Sunflower 04/19/2024 (Fri) 21:25 Id: 82778f No.7460 del
>>7459
I already knew everything so I never bothered with HTML after the 90s, never liked what the big businesses did to the Internet with their slow loading web shops and stupid animated menus that look "impressive" to 40 year old chain smoking women at some office but take several minutes to load on dial up connection and is just useless for all functionality.

There's this thing that people do when they lack mental capacity, which is to think in long connected lines, memorizing information this way. It's a way to cope with not being able to handle it, it's to internalize it as a personal achievement which you recall only because it's your personal life story and not because it's information. These people did the same to the Internet technology and built these ways of thinking into how HTML was developed as a language since. It's sort of settled in a form now, but to get this right you have to break down these 20 year old thought patterns into smaller bits.

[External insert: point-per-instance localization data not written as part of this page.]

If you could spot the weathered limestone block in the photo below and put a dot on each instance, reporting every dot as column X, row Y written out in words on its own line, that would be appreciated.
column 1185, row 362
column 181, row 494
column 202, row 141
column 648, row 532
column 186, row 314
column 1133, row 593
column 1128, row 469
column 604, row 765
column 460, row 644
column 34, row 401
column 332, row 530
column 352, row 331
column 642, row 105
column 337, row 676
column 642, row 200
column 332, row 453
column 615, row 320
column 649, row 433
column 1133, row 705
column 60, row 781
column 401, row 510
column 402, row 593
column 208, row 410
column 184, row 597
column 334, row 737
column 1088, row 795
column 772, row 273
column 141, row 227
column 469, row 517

It's the same as the revelation that most people do not understand what an adverb is and they can't explain it either, even teachers can't.

I've always ignored grammar theory before, until that time a few months ago, when someone on the radio just said it
>an adverb is an adjective for verbs
and that's all there is to it. But it seems almost no one can conceptually grasp this in a logical manner, because it takes a certain visual memory and "lateral thinking" to see it, which was available to people in the past, but isn't now.

It relates to the retarded way of always adding Ego to all memories, so that instead of "this is that thing", it's memorized as "this is my thing which I bought over there". And then it's like Romans trying to do algebra with Roman numbericals. You're not going to do that.